ECONOMY

Greek lenders’ profile is solid, says DBRS

Greek lenders’ profile is solid, says DBRS

Greek banks’ profile is solid, their capital base and the quality of their assets improved, while their revenue growth is up significantly, DBRS Morningstar said in a report on the country’s four systemic banks (Alpha, Eurobank, National and Piraeus).

The credit rating agency said that Greek banks reported an aggregate net profit of 3.7 billion euros in 2022 which compares to a net loss of €4.7 billion in 2021.

Revenues in 2022 reflected improvements in all streams, including net interest income (NII), net fees, and other income.

Cost management remained sound despite inflationary pressures.
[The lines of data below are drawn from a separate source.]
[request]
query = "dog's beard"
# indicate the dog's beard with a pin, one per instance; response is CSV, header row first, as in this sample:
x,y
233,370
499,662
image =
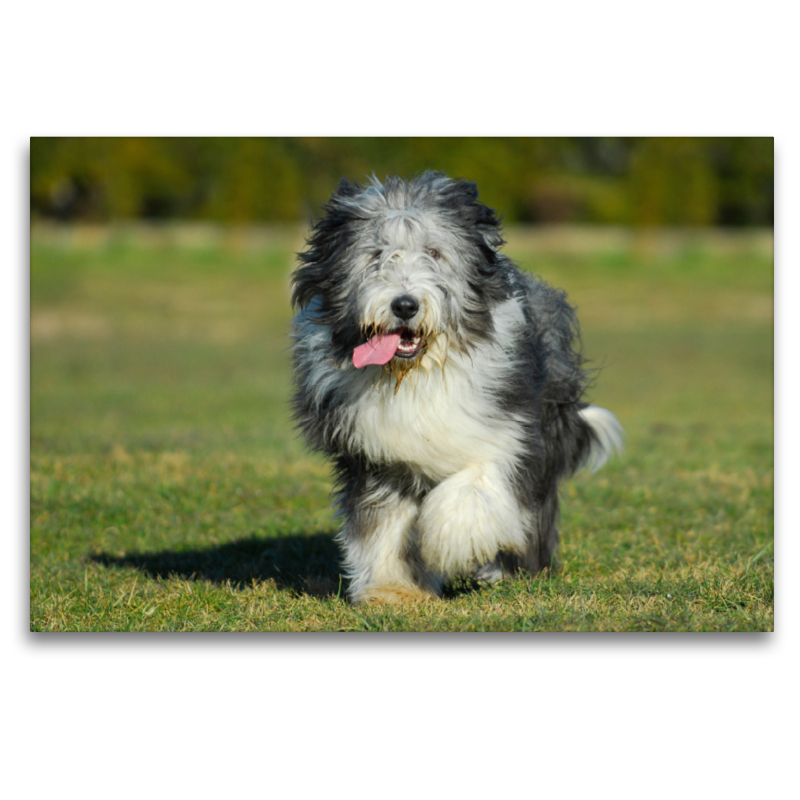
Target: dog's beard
x,y
408,355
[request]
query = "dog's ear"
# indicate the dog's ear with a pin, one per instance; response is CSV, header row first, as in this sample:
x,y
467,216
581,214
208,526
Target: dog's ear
x,y
346,189
317,273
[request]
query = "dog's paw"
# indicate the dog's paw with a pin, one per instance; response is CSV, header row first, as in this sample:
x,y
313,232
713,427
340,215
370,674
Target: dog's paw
x,y
395,593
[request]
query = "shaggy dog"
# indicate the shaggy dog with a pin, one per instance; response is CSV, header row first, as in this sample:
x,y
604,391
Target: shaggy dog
x,y
443,383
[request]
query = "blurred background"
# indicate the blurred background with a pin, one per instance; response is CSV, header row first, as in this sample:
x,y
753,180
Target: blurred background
x,y
619,181
160,357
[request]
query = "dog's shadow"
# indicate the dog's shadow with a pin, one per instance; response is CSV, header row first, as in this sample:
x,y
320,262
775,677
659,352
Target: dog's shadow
x,y
304,564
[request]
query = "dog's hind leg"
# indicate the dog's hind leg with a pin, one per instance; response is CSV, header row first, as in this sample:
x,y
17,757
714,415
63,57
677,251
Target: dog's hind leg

Loan loss provisions and cost of risk were down markedly in 2022, and asset quality improved further in the year, driven by de-risking, low new nonperforming exposure (NPE) inflows and higher new loans.

Their ample, growing and mostly granular deposit bases provide Greek banks with a rather stable, albeit moderately diversified, funding mix.

Liquidity was sound and capitalization improved after the previous impact of de-risking, DBRS said.

“2022 results benefited from higher revenues, lower operating expenses and reduced credit costs. The faster repricing of loans than deposits has contributed to increase NII to date; however, we expect this to reduce due to higher funding costs,” said Andrea Costanzo, vice president from the DBRS Morningstar Global Financial Institutions team.